All of our tables however, are initiated with a number of elements n, and a memory factor d (larger than 1). The table is then allocated with d*n slots. The tables grow in a greedy fashion, when more than n elements are inserted.

(Unsuccessful) Insertions

Given the nature of our experiments, it was necessary, to control when tables grow, and by how much, they are allowed to grow (to control the minimum fill degree). Because of this, and because of the nature of cuckoo (and hopscotch) hash tables there is a possibility for unsuccessful insertions, e.g., when no displacement-path is found within a cuckoo hash table, that makes space for the new element.

To find out if an insertion was successful, look at the returned boolean result or at the returned iterator (and compare it to table.end()).

Note: unsuccessful insertions can even lead to segmentation faults, if there iterator is dereferenced. This can happen inadvertently when using the table[<key>] operator on an uninserted element.
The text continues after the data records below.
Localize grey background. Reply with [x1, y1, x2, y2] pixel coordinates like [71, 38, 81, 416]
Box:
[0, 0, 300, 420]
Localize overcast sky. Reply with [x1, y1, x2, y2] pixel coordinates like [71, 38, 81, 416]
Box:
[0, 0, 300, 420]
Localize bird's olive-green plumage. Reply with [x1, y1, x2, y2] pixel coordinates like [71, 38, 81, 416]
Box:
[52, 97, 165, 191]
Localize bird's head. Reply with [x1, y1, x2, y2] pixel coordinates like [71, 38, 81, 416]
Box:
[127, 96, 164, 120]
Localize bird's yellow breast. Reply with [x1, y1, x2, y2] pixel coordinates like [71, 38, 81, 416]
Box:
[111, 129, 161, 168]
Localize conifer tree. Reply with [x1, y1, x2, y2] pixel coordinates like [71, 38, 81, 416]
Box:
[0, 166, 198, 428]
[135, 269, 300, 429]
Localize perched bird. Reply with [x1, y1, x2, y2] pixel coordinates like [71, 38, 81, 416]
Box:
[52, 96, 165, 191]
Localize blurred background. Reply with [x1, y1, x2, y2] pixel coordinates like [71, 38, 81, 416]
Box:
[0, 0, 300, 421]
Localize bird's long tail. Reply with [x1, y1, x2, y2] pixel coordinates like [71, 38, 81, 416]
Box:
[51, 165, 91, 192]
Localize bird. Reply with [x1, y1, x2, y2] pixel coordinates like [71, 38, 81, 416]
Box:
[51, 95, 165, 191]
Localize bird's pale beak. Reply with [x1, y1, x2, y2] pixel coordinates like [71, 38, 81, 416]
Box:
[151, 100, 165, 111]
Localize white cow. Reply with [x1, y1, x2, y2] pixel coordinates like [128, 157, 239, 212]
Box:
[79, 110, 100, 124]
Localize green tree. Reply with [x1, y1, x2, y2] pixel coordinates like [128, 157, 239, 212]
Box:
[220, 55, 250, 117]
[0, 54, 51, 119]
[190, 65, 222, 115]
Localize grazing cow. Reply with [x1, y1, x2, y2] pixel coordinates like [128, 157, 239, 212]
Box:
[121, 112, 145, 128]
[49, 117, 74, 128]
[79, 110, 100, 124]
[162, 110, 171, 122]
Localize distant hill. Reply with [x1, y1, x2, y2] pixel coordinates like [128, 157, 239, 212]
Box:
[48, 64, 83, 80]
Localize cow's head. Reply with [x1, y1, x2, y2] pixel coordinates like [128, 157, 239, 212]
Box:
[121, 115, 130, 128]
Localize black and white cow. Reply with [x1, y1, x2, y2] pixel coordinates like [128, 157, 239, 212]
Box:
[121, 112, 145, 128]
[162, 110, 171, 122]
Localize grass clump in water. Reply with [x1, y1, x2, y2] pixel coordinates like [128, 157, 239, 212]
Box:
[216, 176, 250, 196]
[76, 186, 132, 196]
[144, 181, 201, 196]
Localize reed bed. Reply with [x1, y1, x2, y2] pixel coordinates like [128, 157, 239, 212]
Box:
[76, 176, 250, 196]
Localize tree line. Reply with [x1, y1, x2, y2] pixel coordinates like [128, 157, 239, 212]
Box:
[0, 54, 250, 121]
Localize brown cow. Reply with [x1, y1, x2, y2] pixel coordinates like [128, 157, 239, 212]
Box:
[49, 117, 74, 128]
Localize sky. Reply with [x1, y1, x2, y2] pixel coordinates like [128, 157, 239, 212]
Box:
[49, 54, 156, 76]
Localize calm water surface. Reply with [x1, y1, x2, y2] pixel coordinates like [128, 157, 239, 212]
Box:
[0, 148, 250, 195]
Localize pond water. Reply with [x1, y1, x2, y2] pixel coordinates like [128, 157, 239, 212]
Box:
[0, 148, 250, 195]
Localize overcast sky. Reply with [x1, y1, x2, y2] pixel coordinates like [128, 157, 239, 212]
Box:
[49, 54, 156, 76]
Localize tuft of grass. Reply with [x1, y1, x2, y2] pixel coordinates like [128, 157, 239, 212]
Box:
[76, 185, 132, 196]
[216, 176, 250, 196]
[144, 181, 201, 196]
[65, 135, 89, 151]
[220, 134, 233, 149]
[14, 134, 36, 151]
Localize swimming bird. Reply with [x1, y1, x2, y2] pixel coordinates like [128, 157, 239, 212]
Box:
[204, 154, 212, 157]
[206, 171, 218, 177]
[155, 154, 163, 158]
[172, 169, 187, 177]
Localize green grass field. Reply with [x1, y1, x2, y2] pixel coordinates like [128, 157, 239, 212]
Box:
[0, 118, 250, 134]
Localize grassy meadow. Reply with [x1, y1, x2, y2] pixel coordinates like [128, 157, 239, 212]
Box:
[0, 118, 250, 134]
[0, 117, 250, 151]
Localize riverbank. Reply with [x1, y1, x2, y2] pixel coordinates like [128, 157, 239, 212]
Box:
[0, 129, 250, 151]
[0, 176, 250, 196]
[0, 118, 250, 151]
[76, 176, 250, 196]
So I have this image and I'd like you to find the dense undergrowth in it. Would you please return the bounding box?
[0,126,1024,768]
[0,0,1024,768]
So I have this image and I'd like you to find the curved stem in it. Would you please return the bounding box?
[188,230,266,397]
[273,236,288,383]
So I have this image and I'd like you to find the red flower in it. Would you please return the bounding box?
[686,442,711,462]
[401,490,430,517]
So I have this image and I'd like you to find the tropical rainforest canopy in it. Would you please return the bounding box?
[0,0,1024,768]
table_type table{100,1.3};

// inserting an element
table_type::iterator it = table.begin();
bool                 ins;
std::tie(it, ins) = table.insert(10, 42);

if (ins)
{
  // insertion was successful (key 10 was not in the table, now it is)
  table[10] = 43; // is safe
}
else
{
  // insertion was not successful this could be because either:
  if (it != end())
  {
    // the key was already in the table
    table[10] = 44; // is also safe
  }
  else
  {
    // no place was found for the element
    table[10] = 45; // tries to dereference table.end() and thus leads
                    // to a segmentation fault
  }
}

Bucket Interface

The bucket interface, for accessing all elements hashed to the same slot of an std::unordered_map is widely considered to be a problematic interface. The problem is, that it suggests any kind of control over the collisions in a hash table, that is not possible when using a good hash function. Additionally, it is unclear how to model buckets in other types of hash tables, e.g., a linear probing hash table (where buckets are overlapping interleaving), much less in a cuckoo hash table (where buckets have a different purpose/meaning).

Variants

// our dysect data-structure
dysect::cuckoo_dysect

// common hashing techniques
dysect::cuckoo_standard
dysect::prob_linear
dysect::prob_robin
dysect::prob_hopscotch

// in place variants
dysect::cuckoo_dysect_inplace // uses virtual memory trick for subtable migration
dysect::cuckoo_standard_inplace
dysect::prob_linear_inplace
dysect::prob_robin_inplace
dysect::prob_hopscotch_inplace

// multitable variants of common techniques
dysect::cuckoo_independent_2lvl
dysect::multitable_linear
dysect::multitable_robin

// experimental stuff
dysect::cuckoo_deamortized
dysect::cuckoo_overlap
dysect::cuckoo_overlap_inplace
dysect::prob_linear_doubling

Tests

Try our test files by:

mkdir build
cd build
cmake ..
make

This will create a multitude of folders with different tests, each built with many of our hashing techniques. Use ccmake, to change parameters like the hash function, and virtual memory size (for in place variants).